İletişim stratejisi açısından aynı anda iki husus ön plana çıkıyor...
1- Pandemi riskinin yönetiminde, şimdiye kadar KOBİ'lerin, esnafın, çiftçilerin, işçilerin, dezavantajlı toplum kesimlerinin hayatını kolaylaştırmak adına alınan önlemler ile bundan sonra yapılması planlanan işlerin ısrarlı anlatımı.
2- Muhalefetin iddia, hatta iftiralarına karşı gerçeklerin sürekli ve her platformda paylaşılması...
"Bu yolla ne sağlanacak?" diye sorulursa...
Cevabı çok net:
Kronik muhalif odakların ezberinin bozulması ihtimali zayıf olsa da sade vatandaşın zihnini bulandıran hususların siyasal davranış değişikliğine dönüşmesinin önü alınabilir!
***
Bütçe üzerinden gidecek olursak... İşte size üç örnek...

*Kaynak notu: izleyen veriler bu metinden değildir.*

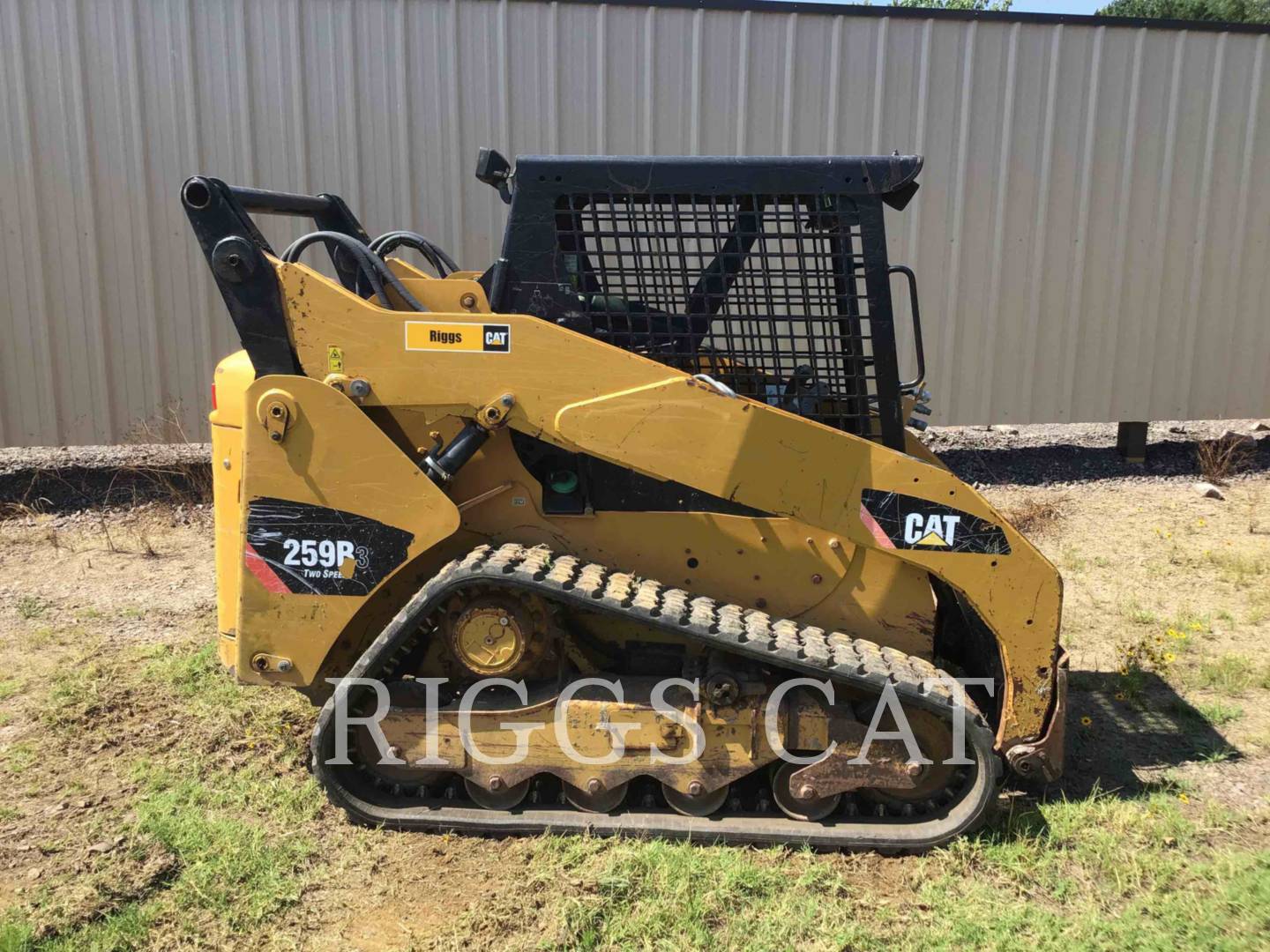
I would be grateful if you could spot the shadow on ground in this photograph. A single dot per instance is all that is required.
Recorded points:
(1123, 738)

Doğu ve güneydoğuda kayyumlarca yönetilen belediyeler meselesine bakacak olursak... İçişleri Bakanı Süleyman Soylu önce, 2002 yılında İspanya'da çıkarılan bir yasayla, terörle bağlantısı nedeniyle siyasetten men edilen Batasuna partisini hatırlattı. Sonra, halen kayyumların idare ettiği belediyelerin icraatlarını sıraladı. Evet, değerli olan milli iradenin tecellisidir. Bu iradeyi, terör örgütü lehine devşirenlerin, halkla yüzleşmesini sağlamak ise siyasal iletişimin öncelikli konusudur! Unutmayalım! Batasuna örneğinde somut şiddet olmasa da parti üyelerinin şiddeti öven, destekleyen paylaşımlar yapması bile hukuki yaptırım için yeterli sayılmıştı.

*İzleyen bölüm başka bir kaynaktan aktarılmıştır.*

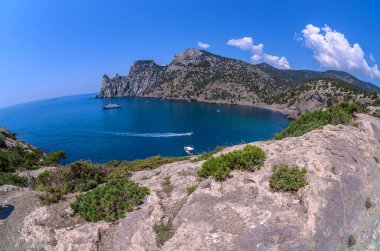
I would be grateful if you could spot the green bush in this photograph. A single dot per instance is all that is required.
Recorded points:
(250, 158)
(287, 178)
(81, 176)
(336, 114)
(5, 162)
(163, 233)
(124, 168)
(351, 241)
(12, 179)
(111, 201)
(207, 155)
(2, 143)
(368, 203)
(77, 177)
(51, 196)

Ulaştırma alanındaki kamu özel işbirliği projelerine gelince... Bakan Adil Karaismailoğlu Meclis'te açık konuştu. Salgın dönemine rağmen Osmangazi Köprüsü'nden temmuz-ekim aylarındaki araç geçiş sayısının devletçe, yapımcı firmalara verilen garanti sayılarının üzerinde olduğunu söyledi. Avrasya Tüneli'nden açılışından bu yana 48 milyon araç geçtiğini ve üç yılda sağlanan faydanın 5.2 milyar lirayı bulduğunu açıkladı. "Marmaray, Yavuz Sultan Selim Köprüsü ve Avrasya Tüneli olmasaydı İstanbul trafiği tamamen kilitlenmiş olacaktı!" dedi.

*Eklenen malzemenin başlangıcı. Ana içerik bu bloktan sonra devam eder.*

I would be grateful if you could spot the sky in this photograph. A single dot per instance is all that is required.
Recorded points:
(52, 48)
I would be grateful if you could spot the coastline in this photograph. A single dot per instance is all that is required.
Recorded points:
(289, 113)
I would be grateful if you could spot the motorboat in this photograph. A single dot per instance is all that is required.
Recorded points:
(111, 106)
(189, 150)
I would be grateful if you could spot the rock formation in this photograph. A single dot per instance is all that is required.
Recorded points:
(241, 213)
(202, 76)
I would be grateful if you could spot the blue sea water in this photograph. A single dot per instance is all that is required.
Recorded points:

Kovid19 bulaşının tespitinde kullanılan "kit"lerden devam edersek... Sağlık Bakanı Fahrettin Koca, salgının ilk günlerinde, yani yok zamanda bir kit için 8.75 dolar (bugünkü kurla 68 TL) ödendiğini, yerli kit üretimi ile bu fiyatın ilk etapta 32 liraya düştüğünü aktardı. İlerleyen aylarda yeni ruhsat alan firmalarla birlikte, ihale sonucu fiyatın 9.8 liraya kadar indiğini anlattı. Daha da önemlisi, önceki alımlara ilişkin birim fiyatı da firmadan 9.8 liraya çekmesinin istediğini ve sonuç alındığını ifade etti.
Özetle... Muhalefetin iddialarına karşı, iktidarın tek atımlık barutu yetmez. Bıkmadan usanmadan anlatmak, anlatmak gerek. Bunun için Bakanların, parti ile iletişimini yeniden organize etmek lazım.